Young Alumnus Uses Math, Computer Skills to Help Keep Space Station Astronauts Safe | NASA - Ball State University News

Like a superhero, NASA mathematician Adam Mullins has an origin story, observes Nick Werner, contributing writer for Ball State Magazine.

While studying math and computer science at Ball State, Adam Mullins earned two internships at NASA’s Johnson Space Center. After graduation, he was offered a full-time job there as a risk analyst. During his first internship, Adam assessed spacesuits worn by astronauts when outside the International Space Station. Above, he poses with one such suit, adorned with a non-regulation neck scarf.
Photo: provided by Adam Mullins

And, like all good origin stories, Adam’s involves overcoming a time of intense suffering, followed by a period of reflection and then discovering his true identity.

For Adam, ’18, the story begins in Celina, Ohio. In seventh grade, school came easily, and with little effort. He didn’t take much of an interest in a particular subject though he earned high marks in all of them. Success had made him complacent.

Then, Adam developed a stomach ache.

After three days, the pain became too much. His mom drove him to the family doctor. In an examination room, the doctor pushed on his stomach. Adam screamed. It was determined his appendix had ruptured, requiring an emergency appendectomy.

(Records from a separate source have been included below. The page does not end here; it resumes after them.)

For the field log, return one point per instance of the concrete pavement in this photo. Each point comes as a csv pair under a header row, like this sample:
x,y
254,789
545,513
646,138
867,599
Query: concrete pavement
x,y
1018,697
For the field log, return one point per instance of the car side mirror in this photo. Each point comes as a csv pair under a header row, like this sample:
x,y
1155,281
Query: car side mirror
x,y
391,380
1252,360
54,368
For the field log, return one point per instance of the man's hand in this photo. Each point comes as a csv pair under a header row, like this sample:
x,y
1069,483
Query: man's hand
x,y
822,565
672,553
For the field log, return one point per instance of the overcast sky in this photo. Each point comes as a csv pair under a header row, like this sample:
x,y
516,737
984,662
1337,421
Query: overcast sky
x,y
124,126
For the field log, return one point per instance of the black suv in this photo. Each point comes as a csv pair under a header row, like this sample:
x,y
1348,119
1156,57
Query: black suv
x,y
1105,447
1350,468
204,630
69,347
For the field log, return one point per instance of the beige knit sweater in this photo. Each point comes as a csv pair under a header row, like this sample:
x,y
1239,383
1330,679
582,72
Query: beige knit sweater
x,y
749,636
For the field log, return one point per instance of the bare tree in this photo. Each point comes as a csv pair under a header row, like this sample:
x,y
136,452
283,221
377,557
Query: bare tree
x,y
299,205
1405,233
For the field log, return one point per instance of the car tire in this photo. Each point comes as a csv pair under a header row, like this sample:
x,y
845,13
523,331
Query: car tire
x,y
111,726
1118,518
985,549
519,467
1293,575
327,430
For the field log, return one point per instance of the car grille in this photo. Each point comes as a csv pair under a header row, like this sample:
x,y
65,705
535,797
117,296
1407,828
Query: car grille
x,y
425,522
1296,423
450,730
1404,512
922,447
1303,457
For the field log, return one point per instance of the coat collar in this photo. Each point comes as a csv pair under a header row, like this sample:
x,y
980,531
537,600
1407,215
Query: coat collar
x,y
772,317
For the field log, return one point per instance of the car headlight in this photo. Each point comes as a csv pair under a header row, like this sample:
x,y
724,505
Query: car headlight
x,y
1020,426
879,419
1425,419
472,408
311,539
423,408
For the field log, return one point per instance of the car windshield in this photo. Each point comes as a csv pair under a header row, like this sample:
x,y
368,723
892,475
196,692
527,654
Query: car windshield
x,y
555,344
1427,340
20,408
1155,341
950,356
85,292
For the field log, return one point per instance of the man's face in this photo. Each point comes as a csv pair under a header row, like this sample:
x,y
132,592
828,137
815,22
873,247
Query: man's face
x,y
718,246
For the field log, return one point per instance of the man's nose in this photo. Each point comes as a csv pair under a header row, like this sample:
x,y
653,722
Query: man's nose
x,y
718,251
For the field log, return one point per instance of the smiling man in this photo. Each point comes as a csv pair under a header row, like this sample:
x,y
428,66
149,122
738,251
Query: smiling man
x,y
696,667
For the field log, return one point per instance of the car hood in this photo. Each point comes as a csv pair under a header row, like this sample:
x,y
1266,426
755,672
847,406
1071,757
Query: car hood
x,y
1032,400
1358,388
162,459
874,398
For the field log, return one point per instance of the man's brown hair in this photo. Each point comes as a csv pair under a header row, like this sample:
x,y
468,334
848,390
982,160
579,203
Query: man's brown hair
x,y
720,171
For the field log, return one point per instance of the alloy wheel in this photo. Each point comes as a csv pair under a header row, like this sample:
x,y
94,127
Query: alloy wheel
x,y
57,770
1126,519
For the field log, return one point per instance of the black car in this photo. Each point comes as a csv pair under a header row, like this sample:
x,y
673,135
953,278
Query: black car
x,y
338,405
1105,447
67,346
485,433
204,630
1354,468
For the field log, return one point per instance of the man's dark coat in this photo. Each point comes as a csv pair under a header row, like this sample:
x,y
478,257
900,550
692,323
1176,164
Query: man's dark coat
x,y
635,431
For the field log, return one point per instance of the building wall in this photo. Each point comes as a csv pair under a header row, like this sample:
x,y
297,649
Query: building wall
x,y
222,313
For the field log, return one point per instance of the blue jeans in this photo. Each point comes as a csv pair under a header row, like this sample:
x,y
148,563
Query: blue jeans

It was a painful surprise that steered him on a new life path — one that eventually led him to NASA’s Johnson Space Center in Houston.

Risky calculations 
Adam works for federal contractor ARES Corp. calculating risks involving NASA’s $150-billion International Space Station.

He hired on just a month after graduating with a major in math and a minor in computer science in Spring 2018...

His mentor, Associate Professor Dan Rutherford, suggested Adam apply to NASA for a Summer 2017 internship. Rutherford believed in his student — even if Adam wasn’t quite yet convinced. Far less prestigious organizations had already turned him down, “and you tell me to apply for NASA?” Adam remembers thinking.

“Adam was a little discouraged,” Rutherford said. “But I knew he was a good student from all the classes he had taken with me.”

Rutherford’s encouragement paid off one slow but fateful afternoon when Adam googled “NASA internships.” A half hour later, he was hitting the send button on his completed online application.